The Centre for Solar Energy and Hydrogen Research Baden-Wuerttemberg (ZSW) has nudged up the performance bar for thin-film CIGS solar cells. The Stuttgart-based scientists achieved 22.6 percent efficiency with their latest advance, topping the performance of a Japanese-made cell by 0.3 percentage points and bringing the world record back home to ZSW for the fifth time.

The efficiency of thin-film solar cells based on CIGS has increased more in the last three years than in the previous 15, according to ZSW. It was just three months ago that the team achieved 22.0 percent efficiency with a cell that outperformed everything the scientists had developed to date, setting a European record in the process.

The cell that upped this mark another 0.6 percentage points was made in a state-of-the-art laboratory coating plant using the co-evaporation method. The Fraunhofer Institute for Solar Energy Systems ISE has confirmed the results. ZSW's record-setting cell has an area of about 0.5 cm2, a standard size for test cells. The institute's researchers accomplished this latest performance boost by improving the manufacturing process at several points, one being the post-deposition treatment of the CIGS surface with alkaline metal compounds being incorporated into this layer.

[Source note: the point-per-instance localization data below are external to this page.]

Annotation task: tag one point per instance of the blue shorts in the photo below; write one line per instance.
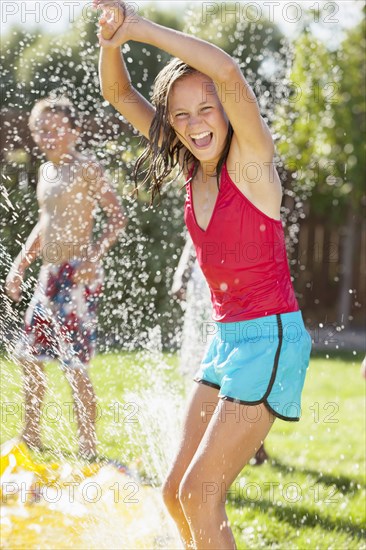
(263, 360)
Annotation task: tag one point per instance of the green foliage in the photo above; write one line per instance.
(322, 123)
(309, 495)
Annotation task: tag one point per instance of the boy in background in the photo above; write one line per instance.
(60, 321)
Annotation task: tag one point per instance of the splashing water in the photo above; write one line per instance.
(136, 315)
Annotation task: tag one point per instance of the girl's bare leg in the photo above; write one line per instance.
(202, 404)
(230, 441)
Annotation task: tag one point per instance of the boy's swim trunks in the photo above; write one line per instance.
(60, 321)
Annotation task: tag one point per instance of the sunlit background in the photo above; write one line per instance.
(306, 63)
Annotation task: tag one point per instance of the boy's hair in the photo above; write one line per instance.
(61, 105)
(164, 158)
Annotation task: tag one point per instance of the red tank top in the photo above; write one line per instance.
(242, 254)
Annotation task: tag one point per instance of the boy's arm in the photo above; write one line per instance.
(237, 97)
(25, 258)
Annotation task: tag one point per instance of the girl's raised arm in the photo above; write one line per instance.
(235, 94)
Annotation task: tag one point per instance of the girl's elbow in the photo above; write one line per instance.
(230, 71)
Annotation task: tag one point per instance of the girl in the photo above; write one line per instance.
(204, 117)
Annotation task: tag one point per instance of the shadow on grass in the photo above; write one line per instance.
(343, 483)
(300, 516)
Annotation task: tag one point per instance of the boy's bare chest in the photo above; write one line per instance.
(61, 192)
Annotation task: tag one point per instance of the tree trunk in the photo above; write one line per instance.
(346, 269)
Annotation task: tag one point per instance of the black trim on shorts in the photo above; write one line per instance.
(270, 385)
(201, 381)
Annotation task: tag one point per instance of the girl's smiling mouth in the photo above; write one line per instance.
(202, 140)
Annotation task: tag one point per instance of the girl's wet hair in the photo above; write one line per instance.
(162, 159)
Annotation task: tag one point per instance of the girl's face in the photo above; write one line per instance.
(198, 118)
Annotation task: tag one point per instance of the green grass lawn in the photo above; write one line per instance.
(310, 495)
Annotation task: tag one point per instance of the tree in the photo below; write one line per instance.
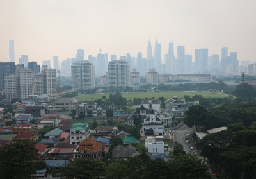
(178, 150)
(17, 159)
(245, 90)
(83, 168)
(189, 166)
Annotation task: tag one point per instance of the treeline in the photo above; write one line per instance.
(227, 113)
(231, 152)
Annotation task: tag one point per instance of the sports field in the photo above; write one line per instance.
(142, 95)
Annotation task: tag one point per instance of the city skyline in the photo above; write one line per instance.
(50, 32)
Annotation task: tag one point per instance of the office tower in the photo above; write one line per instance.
(188, 64)
(215, 62)
(151, 76)
(56, 62)
(113, 57)
(11, 51)
(11, 88)
(118, 73)
(50, 81)
(180, 59)
(122, 58)
(6, 68)
(224, 59)
(26, 78)
(157, 55)
(34, 67)
(24, 60)
(83, 75)
(47, 63)
(201, 59)
(234, 62)
(245, 63)
(135, 79)
(80, 55)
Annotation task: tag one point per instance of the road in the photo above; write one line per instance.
(180, 135)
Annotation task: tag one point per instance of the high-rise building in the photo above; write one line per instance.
(47, 63)
(56, 63)
(157, 55)
(215, 62)
(224, 59)
(11, 51)
(180, 59)
(83, 75)
(234, 62)
(201, 59)
(34, 67)
(151, 76)
(113, 57)
(80, 55)
(6, 68)
(118, 73)
(24, 60)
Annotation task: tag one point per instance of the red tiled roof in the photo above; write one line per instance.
(90, 145)
(25, 135)
(41, 147)
(23, 125)
(49, 115)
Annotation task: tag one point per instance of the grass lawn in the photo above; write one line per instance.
(156, 95)
(168, 141)
(7, 136)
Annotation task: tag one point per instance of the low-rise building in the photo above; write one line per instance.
(22, 128)
(155, 144)
(89, 148)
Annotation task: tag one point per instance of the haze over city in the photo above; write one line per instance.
(43, 29)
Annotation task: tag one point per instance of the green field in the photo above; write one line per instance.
(7, 136)
(142, 95)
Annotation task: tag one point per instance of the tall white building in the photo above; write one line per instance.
(118, 73)
(26, 76)
(151, 76)
(83, 75)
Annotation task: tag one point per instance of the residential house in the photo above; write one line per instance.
(36, 111)
(24, 118)
(53, 133)
(155, 144)
(89, 148)
(64, 103)
(22, 128)
(178, 106)
(78, 132)
(42, 148)
(52, 117)
(26, 135)
(124, 152)
(152, 125)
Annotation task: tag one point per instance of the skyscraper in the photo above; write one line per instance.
(180, 59)
(157, 55)
(47, 62)
(56, 62)
(34, 67)
(201, 59)
(11, 51)
(80, 55)
(24, 60)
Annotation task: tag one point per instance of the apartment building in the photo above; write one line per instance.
(83, 75)
(118, 73)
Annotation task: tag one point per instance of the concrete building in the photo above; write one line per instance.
(118, 73)
(151, 76)
(83, 75)
(135, 79)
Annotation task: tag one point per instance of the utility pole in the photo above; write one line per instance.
(242, 77)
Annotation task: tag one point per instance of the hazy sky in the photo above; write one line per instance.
(45, 28)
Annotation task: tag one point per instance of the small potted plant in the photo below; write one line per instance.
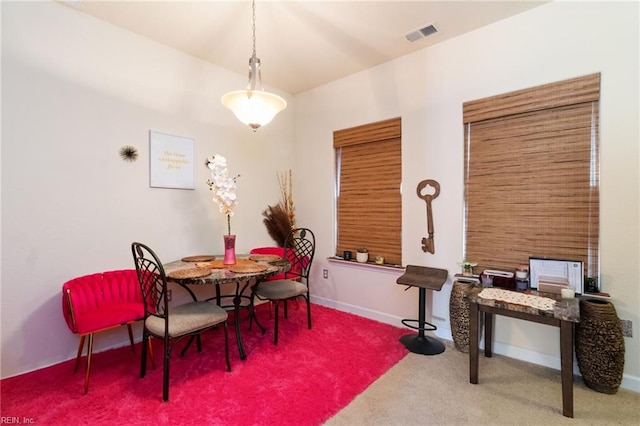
(362, 255)
(467, 268)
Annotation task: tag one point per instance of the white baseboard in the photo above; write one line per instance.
(629, 382)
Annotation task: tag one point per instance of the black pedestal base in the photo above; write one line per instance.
(424, 345)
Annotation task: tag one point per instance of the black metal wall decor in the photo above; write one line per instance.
(428, 244)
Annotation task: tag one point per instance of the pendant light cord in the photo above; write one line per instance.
(253, 28)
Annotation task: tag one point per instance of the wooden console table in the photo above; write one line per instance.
(565, 315)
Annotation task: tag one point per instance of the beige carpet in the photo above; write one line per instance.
(435, 390)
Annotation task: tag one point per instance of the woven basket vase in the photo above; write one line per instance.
(600, 346)
(459, 315)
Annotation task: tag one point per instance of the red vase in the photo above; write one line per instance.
(229, 249)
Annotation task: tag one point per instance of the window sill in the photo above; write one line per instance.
(386, 267)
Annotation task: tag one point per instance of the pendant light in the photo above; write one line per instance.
(253, 106)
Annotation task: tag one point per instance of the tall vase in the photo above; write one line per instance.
(459, 315)
(600, 345)
(229, 249)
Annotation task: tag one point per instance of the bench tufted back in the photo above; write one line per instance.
(102, 300)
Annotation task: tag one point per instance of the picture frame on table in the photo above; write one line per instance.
(551, 275)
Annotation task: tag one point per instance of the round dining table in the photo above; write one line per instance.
(204, 270)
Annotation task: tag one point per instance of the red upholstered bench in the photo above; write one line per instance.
(100, 302)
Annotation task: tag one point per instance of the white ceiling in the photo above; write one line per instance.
(301, 44)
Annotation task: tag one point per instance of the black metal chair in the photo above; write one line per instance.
(171, 324)
(299, 250)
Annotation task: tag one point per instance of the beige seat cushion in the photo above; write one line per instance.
(281, 289)
(187, 318)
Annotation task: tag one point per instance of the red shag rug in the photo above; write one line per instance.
(304, 380)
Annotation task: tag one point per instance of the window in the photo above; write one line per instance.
(368, 198)
(531, 175)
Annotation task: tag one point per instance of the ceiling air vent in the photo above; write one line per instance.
(421, 33)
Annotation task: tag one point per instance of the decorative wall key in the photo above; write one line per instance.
(428, 244)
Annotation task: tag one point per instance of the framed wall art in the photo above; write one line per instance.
(171, 161)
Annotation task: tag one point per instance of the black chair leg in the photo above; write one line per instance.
(165, 373)
(226, 346)
(143, 362)
(275, 332)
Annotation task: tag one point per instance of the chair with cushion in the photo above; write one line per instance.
(276, 251)
(99, 302)
(171, 323)
(299, 250)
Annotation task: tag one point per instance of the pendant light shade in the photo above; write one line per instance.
(253, 106)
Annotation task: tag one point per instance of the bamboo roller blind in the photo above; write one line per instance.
(368, 199)
(531, 176)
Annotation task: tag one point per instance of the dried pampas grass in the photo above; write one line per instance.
(278, 223)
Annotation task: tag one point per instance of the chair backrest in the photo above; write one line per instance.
(114, 293)
(299, 249)
(278, 251)
(153, 281)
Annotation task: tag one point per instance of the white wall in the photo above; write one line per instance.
(550, 43)
(74, 91)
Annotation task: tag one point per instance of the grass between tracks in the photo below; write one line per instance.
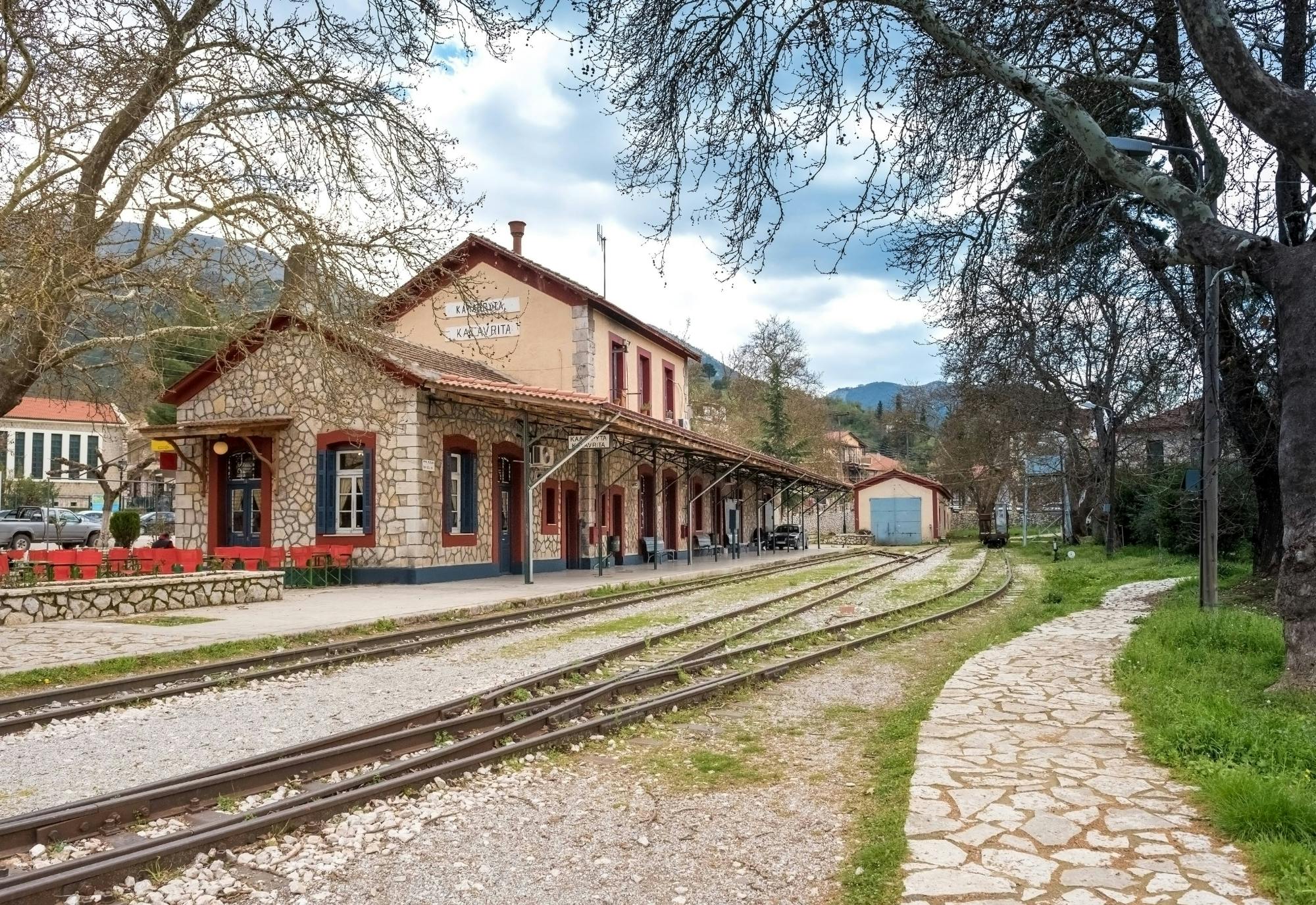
(1050, 590)
(119, 667)
(1197, 685)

Momentum has been building in thin-film photovoltaics (PV) in recent years. Records were few and far between from 1998 to 2013, with cells holding the best mark for as long as two or three years. Efficiency increased by just 0.1 percentage points a year on average. In the last three years, though, the world record has been eclipsed every six months or so, with an average increase of 0.7 percentage points per year. With these latest advances in R&D, thin-film cells could soon be a serious contender for the silicon-based solutions that have dominated the PV market for years. Multicrystalline silicon cells' lead is now 1.3 percentage points.

ZSW researchers still see plenty of untapped potential in the technology behind CIGS solar cells. "I expect that we can achieve up to 25 percent efficiency in the years ahead," says Michael Powalla, ZSW board member and head of the photovoltaics division.

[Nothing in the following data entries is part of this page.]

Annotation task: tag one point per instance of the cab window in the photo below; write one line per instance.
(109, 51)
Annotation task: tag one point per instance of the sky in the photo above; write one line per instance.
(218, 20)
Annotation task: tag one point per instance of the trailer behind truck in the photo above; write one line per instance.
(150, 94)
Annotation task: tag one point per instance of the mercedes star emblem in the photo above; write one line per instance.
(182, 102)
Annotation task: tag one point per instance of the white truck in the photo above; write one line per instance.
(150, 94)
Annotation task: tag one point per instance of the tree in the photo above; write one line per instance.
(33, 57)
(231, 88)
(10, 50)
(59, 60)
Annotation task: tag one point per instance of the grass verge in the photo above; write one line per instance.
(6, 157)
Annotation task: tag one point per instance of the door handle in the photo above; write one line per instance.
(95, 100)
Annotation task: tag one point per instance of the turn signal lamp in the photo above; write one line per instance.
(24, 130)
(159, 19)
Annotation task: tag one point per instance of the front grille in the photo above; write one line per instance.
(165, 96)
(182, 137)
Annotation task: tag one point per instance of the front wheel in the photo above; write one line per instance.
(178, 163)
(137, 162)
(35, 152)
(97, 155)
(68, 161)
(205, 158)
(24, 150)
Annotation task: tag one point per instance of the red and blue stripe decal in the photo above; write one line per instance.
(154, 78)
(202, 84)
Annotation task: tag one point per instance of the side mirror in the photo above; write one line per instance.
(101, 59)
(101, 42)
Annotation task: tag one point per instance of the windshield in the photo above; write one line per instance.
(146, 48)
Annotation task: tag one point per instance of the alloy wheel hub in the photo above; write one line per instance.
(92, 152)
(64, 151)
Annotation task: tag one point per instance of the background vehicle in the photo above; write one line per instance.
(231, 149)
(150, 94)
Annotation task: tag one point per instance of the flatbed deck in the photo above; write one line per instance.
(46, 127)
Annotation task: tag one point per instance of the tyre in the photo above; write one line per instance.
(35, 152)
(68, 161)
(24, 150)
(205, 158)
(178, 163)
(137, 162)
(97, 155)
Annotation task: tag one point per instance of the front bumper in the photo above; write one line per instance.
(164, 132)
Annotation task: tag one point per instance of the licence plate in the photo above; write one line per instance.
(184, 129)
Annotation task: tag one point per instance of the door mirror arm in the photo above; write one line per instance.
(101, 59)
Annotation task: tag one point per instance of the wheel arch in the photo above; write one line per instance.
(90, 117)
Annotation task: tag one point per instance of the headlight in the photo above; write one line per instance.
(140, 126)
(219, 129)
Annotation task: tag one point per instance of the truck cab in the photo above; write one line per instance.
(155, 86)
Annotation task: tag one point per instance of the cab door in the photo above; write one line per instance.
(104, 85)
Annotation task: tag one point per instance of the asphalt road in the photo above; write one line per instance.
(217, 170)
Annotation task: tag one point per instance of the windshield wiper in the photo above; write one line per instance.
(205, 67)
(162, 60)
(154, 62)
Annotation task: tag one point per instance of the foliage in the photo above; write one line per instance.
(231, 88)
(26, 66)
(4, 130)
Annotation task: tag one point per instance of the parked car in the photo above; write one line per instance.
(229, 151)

Thin-film cells are also making strides in other areas, as key performance indicators would go to show: CIGS PV technology is catching up to multicrystalline silicon when it comes to entire modules' efficiency (whereby the larger module is always slightly less efficient than smaller cells). The two technologies are not very apart these days with 15 to 17 percent efficiency, respectively.

At 40 cents per watt, the cost of manufacturing CIGS modules has also come down to a level on par with that of silicon technology. Scientists are confident that modules' efficiency ratings could reach 18 percent or even higher, with production costs dropping to around 25 cents per watt. While the price of silicon PV products depends largely on economies of scale, CIGS modules can be manufactured at low cost even on a relatively small scale.

In the months ahead, ZSW will team up with its industry partner Manz AG to port this latest advance out of the lab and into the factory. Manz, a mechanical engineering firm based in Reutlingen, offers turnkey manufacturing lines for CIGS thin-film solar modules.